Lifeguards Suck Unless You’re Drowning

Despite living in D.C. for quite a number of years, I’d never been to the Delaware beaches. Horror stories of traffic and vague childhood memories of Jersey beaches had always extinguished any desires for sand and waves. But yesterday, desperation for a vacation won, and I headed to Dewey Beach with a couple of friends. There was no traffic, the weather was gorgeous, the waves were big enough to send you scraping along the ocean floor, and I had the Atlantic Monthly fiction issue—nothing to complain about there.

But just as we were cracking open our beers (to be considerate, we even brought cans instead of bottles) and digging out our Frisbee, we watched a devastating scene unfold. Not far away from us, two guys had the same idea; they were throwing a Frisbee while drinking some beers. The lifeguard jumped down from his stand, sprinted across the beach, and made the guy pour out his beer in a trash can. He then returned to his stand, blew his whistle at these same guys, and through crazy arm gestures, indicated that throwing a Frisbee is forbidden. Why he didn’t mention this while he was beside the guys, I don’t know. I wasn’t too surprised about the alcohol, because, well, this is America. But you can’t play with a Frisbee on the BEACH? That is just absurd. In fact, along with many other rules, adults (who have better aim than kids) aren’t allowed to play with most airborne objects during the prime beach hours.

It was still a great day, and I managed to sneak several beers despite the lifeguard spending as much time facing the beach as he did the ocean. And to our great satisfaction, two of our friends managed to toss around a tennis ball in the ocean without getting the whistle.

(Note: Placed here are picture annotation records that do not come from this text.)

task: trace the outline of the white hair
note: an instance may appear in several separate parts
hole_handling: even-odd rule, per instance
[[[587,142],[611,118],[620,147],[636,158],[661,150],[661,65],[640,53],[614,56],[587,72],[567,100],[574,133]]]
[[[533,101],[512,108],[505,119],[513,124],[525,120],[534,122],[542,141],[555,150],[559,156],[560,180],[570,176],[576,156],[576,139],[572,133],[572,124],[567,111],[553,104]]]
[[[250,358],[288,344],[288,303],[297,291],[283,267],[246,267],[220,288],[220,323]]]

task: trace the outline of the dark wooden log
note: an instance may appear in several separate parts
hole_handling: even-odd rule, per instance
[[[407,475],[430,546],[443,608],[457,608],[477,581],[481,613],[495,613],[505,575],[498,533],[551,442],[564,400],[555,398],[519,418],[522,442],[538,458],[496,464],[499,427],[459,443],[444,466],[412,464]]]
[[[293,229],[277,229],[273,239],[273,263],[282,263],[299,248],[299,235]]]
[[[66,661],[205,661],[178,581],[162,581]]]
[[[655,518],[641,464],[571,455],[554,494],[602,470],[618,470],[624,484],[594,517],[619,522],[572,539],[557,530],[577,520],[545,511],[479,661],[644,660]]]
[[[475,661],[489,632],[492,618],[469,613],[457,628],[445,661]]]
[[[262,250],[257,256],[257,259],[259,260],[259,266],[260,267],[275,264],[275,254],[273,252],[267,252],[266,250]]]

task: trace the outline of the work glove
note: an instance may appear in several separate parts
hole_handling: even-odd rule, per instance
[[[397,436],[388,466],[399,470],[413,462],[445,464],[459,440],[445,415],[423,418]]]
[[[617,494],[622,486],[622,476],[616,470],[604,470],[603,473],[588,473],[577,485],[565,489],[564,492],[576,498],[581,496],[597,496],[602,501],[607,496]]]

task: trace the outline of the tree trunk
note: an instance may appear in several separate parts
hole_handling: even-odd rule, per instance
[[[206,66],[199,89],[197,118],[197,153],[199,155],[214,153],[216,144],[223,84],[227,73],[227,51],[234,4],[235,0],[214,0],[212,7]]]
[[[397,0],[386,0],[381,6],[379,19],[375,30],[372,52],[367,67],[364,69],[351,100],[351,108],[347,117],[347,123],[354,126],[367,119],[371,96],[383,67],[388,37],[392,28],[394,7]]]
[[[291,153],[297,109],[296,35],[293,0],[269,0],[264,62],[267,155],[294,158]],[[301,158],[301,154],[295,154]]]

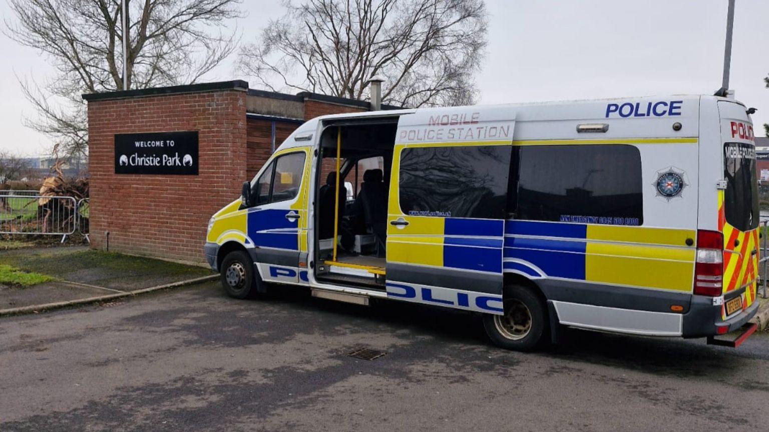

Apparently it’s much safer to play with airborne objects in the ocean than on the sand.

One Response to “Lifeguards Suck Unless You’re Drowning”

  1. Carrie the Red Says:

    Apparently they’re called “lifeguards” not just because they save lives, but also prevent people from having one.

    It’s a wonder Dewey doesn’t stipulate that kids must apply for building permits six months in advance of any sandcastle construction.